Mehdorn, der Chef der Deutschen Bahn, wollte immer schon "Die Zukunft bewegen". Natürlich die seine. Denn Mehdorn weiß um die Kraft eines Börsengangs: Mehr Gehalt, mehr Möglichkeiten des Insider-Handels, mehr Macht. Deshalb trägt Mehdorn die Maske des Gewerkschaftsfreundes: Wir wollen doch die Gewerkschaft nicht spalten, ruft er den Lokführern zu. Und flüstert Hansen, dem Chef der Gewerkschaft Transnet, ins Ohr: Wenn Du für die Privatisierung bist, dann kommst Du in den Vorstand, Du kriegst was ab von der Beute, in Zukunft musst Du nur beweglich sein. Hansen trägt gar keine Maske, die Gier ist ihm ins Gesicht gebrannt. Aber er ist ja auch kein Mächtiger, nimmt am Karneval nicht teil, darf nicht über die anderen lachen, wird nur mit einem lächerlichen Gehalt abgefunden.

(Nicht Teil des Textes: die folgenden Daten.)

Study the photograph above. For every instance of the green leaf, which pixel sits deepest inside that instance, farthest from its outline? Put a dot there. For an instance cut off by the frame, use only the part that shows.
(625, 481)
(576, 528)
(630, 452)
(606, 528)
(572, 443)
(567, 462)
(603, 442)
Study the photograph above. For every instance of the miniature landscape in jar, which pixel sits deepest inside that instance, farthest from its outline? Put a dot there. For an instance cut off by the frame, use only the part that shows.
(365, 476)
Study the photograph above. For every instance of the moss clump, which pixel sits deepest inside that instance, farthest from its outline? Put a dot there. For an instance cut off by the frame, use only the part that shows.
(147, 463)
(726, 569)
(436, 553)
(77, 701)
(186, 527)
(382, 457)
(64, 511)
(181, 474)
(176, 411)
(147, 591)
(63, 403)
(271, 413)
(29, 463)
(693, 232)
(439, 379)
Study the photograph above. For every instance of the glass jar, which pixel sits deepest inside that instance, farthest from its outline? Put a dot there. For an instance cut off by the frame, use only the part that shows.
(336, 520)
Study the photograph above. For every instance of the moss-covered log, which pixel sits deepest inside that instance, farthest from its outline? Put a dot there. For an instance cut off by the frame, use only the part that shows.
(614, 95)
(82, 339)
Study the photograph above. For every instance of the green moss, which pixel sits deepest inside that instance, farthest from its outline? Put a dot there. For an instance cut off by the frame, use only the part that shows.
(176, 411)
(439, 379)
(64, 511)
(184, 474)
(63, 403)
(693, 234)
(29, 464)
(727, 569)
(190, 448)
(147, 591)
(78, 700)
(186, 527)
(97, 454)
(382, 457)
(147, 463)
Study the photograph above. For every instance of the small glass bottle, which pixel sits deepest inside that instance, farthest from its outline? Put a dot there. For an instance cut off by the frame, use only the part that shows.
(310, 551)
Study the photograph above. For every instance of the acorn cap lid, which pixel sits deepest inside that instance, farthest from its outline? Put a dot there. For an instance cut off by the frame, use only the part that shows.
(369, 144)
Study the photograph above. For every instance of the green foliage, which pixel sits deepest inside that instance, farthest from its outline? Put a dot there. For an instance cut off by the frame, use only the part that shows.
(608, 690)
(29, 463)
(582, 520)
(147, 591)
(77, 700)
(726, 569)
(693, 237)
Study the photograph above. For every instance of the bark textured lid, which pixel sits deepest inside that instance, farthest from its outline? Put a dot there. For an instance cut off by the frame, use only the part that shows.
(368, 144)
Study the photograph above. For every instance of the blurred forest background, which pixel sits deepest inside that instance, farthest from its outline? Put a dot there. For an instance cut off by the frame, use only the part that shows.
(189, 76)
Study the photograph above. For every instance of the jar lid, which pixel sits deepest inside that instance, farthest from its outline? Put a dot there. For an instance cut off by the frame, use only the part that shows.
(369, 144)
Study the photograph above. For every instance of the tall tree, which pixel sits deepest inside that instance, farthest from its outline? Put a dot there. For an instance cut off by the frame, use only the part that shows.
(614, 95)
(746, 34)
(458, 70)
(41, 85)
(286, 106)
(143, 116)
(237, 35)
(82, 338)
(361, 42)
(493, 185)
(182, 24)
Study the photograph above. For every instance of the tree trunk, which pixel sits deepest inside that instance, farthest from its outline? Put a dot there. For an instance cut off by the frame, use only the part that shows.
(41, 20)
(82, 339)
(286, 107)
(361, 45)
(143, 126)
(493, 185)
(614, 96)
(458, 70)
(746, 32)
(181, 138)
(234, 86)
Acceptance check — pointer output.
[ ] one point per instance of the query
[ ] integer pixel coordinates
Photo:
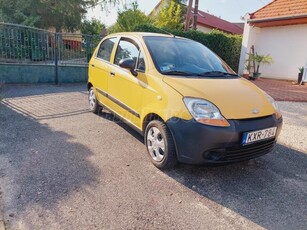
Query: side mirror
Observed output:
(128, 63)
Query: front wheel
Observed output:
(93, 103)
(160, 145)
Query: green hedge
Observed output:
(227, 46)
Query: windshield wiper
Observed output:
(217, 73)
(179, 72)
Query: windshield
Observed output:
(182, 57)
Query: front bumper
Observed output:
(197, 143)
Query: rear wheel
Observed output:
(160, 145)
(93, 103)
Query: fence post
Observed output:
(88, 48)
(56, 53)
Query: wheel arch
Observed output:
(89, 85)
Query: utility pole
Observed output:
(195, 15)
(188, 16)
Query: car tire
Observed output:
(93, 103)
(160, 145)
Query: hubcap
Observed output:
(92, 99)
(155, 144)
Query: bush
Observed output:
(227, 46)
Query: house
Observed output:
(205, 21)
(278, 29)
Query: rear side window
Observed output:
(105, 49)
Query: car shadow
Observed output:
(270, 191)
(12, 91)
(39, 166)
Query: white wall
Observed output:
(286, 44)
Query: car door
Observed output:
(125, 89)
(100, 68)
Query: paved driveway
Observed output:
(62, 167)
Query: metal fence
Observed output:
(28, 45)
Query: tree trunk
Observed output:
(195, 15)
(188, 16)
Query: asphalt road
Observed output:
(62, 167)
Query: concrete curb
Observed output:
(2, 225)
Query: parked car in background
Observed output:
(189, 105)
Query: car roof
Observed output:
(143, 34)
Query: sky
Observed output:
(230, 10)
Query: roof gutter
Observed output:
(277, 18)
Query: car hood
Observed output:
(236, 98)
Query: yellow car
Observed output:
(189, 105)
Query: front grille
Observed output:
(249, 151)
(239, 153)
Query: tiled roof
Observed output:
(218, 23)
(281, 8)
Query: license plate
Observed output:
(251, 137)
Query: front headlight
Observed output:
(275, 106)
(205, 112)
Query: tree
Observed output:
(93, 26)
(17, 12)
(171, 16)
(60, 14)
(128, 19)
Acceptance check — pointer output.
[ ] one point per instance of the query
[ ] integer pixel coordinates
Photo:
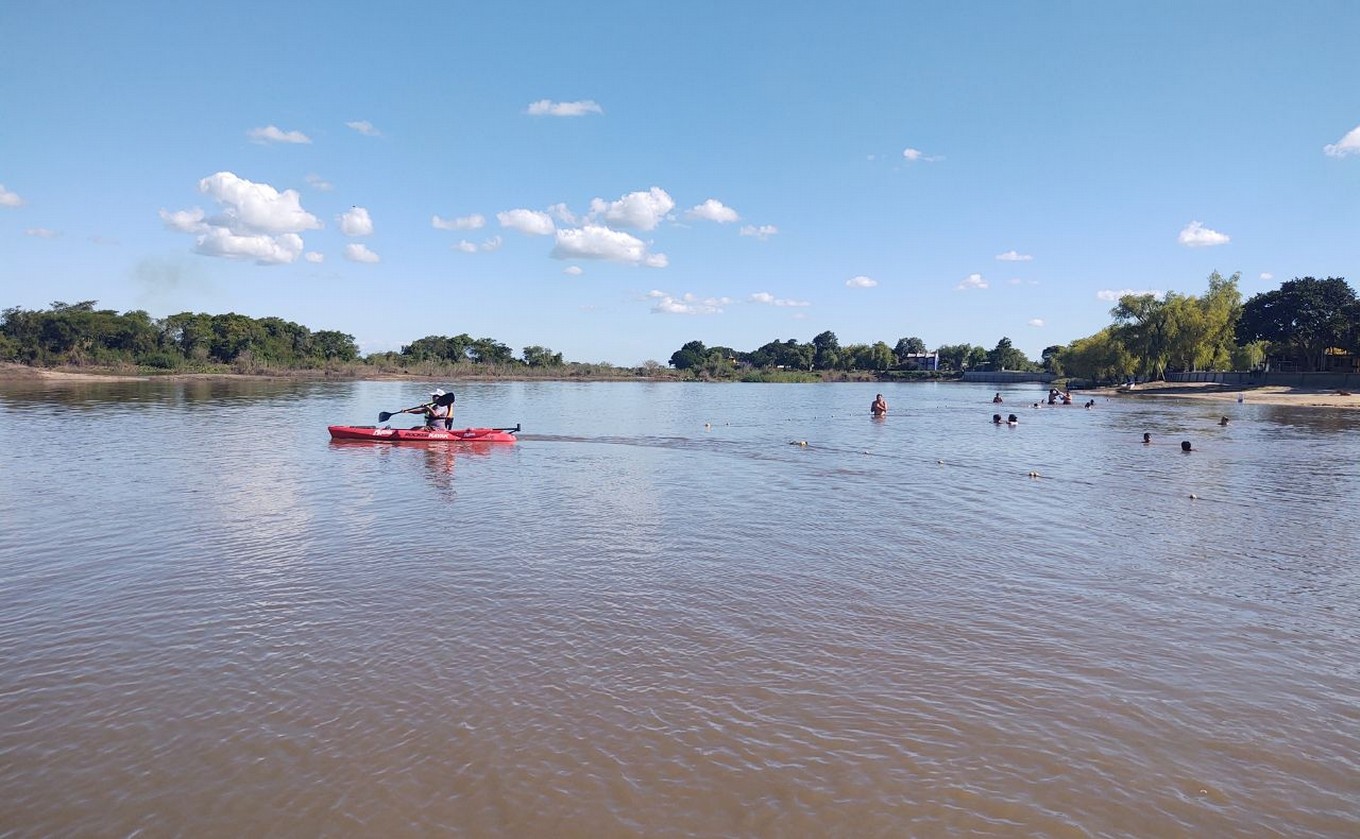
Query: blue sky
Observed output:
(612, 180)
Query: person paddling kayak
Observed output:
(439, 408)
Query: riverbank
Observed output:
(1273, 395)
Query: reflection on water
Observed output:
(656, 616)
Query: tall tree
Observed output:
(1304, 316)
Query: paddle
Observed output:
(444, 400)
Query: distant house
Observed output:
(924, 361)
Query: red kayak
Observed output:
(423, 435)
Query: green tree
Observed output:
(688, 356)
(1304, 316)
(826, 351)
(955, 356)
(541, 356)
(906, 347)
(1005, 356)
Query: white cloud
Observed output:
(637, 210)
(917, 155)
(473, 222)
(1348, 144)
(359, 253)
(272, 133)
(365, 128)
(597, 242)
(257, 207)
(714, 210)
(563, 214)
(1113, 295)
(1198, 235)
(686, 303)
(546, 108)
(184, 220)
(465, 246)
(261, 248)
(527, 220)
(256, 222)
(769, 299)
(762, 233)
(355, 222)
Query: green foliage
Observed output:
(1306, 317)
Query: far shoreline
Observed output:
(1212, 392)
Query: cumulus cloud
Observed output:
(1111, 295)
(563, 214)
(762, 233)
(597, 242)
(637, 210)
(487, 245)
(359, 253)
(184, 220)
(355, 222)
(473, 222)
(272, 133)
(1348, 144)
(917, 155)
(769, 299)
(256, 220)
(686, 303)
(547, 108)
(527, 220)
(263, 249)
(1198, 235)
(714, 210)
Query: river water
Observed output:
(656, 616)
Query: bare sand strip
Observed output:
(1272, 395)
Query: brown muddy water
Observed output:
(654, 616)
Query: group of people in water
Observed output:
(879, 408)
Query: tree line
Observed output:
(1298, 325)
(82, 335)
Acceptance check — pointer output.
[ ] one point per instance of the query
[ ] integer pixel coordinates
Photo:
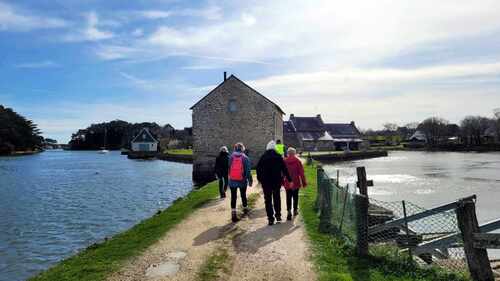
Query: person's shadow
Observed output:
(253, 241)
(214, 233)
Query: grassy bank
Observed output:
(179, 151)
(99, 260)
(334, 260)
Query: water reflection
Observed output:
(57, 202)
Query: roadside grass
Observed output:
(335, 260)
(217, 263)
(179, 151)
(101, 259)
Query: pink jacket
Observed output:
(296, 171)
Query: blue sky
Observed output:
(67, 64)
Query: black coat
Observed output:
(271, 169)
(222, 164)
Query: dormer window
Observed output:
(232, 106)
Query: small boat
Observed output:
(103, 149)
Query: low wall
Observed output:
(337, 157)
(180, 158)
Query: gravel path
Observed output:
(256, 251)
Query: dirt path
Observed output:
(254, 250)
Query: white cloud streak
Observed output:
(90, 31)
(15, 20)
(39, 64)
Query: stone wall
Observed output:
(254, 121)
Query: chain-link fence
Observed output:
(399, 230)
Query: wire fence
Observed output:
(397, 230)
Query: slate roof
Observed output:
(288, 127)
(246, 85)
(144, 136)
(308, 124)
(342, 130)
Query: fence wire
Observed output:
(406, 241)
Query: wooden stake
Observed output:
(477, 259)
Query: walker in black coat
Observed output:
(270, 172)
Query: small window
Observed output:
(232, 106)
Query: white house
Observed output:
(144, 141)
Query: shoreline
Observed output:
(102, 258)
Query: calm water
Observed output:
(431, 178)
(55, 203)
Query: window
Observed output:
(232, 106)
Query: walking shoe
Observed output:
(234, 217)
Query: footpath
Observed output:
(208, 246)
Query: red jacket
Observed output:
(296, 171)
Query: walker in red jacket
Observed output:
(296, 170)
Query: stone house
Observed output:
(313, 134)
(232, 112)
(144, 142)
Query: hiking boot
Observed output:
(234, 217)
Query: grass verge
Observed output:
(100, 259)
(179, 151)
(216, 264)
(334, 260)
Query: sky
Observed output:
(67, 64)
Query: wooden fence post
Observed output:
(362, 213)
(325, 202)
(477, 259)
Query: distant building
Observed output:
(144, 142)
(232, 112)
(418, 137)
(312, 134)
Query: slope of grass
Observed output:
(99, 260)
(334, 260)
(179, 151)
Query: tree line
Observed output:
(118, 134)
(17, 133)
(471, 131)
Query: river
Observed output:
(55, 203)
(431, 178)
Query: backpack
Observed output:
(236, 169)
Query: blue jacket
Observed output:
(247, 167)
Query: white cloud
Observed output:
(90, 31)
(155, 14)
(13, 19)
(38, 64)
(329, 32)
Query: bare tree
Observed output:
(434, 129)
(474, 128)
(391, 127)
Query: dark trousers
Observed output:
(234, 196)
(223, 181)
(292, 195)
(272, 200)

So ein Hansen ist ein Schnäppchen. Der kostet viel weniger als ein kompletter Betriebsrat. "Aus Liebe zum Auto" hat VW einfach den Betriebsrat kaufen müssen. Der zuständige Herr Vorstand ist verurteilt worden. Wegen Untreue. Nicht wegen Betrugs an der Demokratie, nicht wegen Verbrechens gegen das Betriebsverfassungsgesetzt. Er hat VW-Gelder veruntreut, aus Liebe zum Automobil, und den Eindruck erweckt, dass sein Chef, der noch mächtigere Herr Piech, von allem nichts gewusst hat. Das hat dem Hartz Bewährung eintragen. Der verurteilte Betriebsrat aber muss richtig sitzen. Denn der weiß einfach zu wenig. Wer was weiß, darf mitfeiern. Bei dem nicht enden wollenden Umzug unter dem Titel "Du bist Deutschland! Du bist doof". Denn nur die Doofen zahlen Steuern, halten sich an die Gesetze, können einfach nicht in Kameras lügen: Das lag außerhalb meiner Verantwortung. Davon habe ich nie etwas erfahren. Und wenn doch, dann in ganz anderen Zusammenhängen. Helau.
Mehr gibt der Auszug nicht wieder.